Pacific Iron 2021 will focus on simulated combat flight operations using “agile combat employment,” or ACE. Gen. Kenneth Wilsbach, commander of Pacific Air Forces headquartered at Joint Base Pearl Harbor-Hickam, said during a media briefing in June that instead of concentrating aircraft on large bases, ACE calls for dispersing forces to many hubs and spokes “so that you would be moving about between the hubs and spokes multiple times per day, multiple times per week.”
The strategy “creates a targeting problem for any adversary because not only would they have to target the hubs, but they would also have to target the spokes,” Wilsbach said, “and that really dilutes the amount of firepower that they can put down on any one of those targets.”

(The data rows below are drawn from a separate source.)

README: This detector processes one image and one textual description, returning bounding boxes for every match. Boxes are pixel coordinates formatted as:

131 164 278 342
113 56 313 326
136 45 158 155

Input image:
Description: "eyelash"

He said the Air Force has been “expanding the envelope on ACE in about the last five or six years,” and “as you pay attention to our operations throughout the Pacific, you’re going to see this.”
He added that “we’ve pretty much looked at
every piece of concrete in the region, and we’ve analyzed it and assessed it for possible use as places to operate to and operate from.”
The F-22 Raptor is an aircraft that China pays close attention to, meanwhile.
“The F-22 is a fundamentally unique airplane due to the unparalleled integration of stealth, sensor technology, processing power and unrivaled flight performance,” retired Air Force Lt. Gen. David Deptula and Douglas Birkey, executive director of the Mitchell Institute, said in
a 2020 opinion piece in
defensenews.com.
“Adversaries respect the aircraft and that is precisely why they are regularly deployed as a signal of resolve,” the pair wrote. “If conflict erupts, F-22s will be at the forefront of operations.”
The Air Force is looking
at replacing the F-22 in the 2030s with the Next Generation Air Dominance fighter — a demonstrator of which already has flown.
Leaf, a former combat pilot with more than 3,600 flying hours, said if there was a great power conflict “and I was, through some stretch of the imagination, told I was going to participate in it as a fighter pilot, and I had any platform in the world to pick to employ — it would be the F-22.”
That would be his pick as of today, he noted.
“In 2030, it might still be the F-22, but it might not be as dominant as this key enabling capability needs to be. Doesn’t mean it’s still not extraordinarily capable.”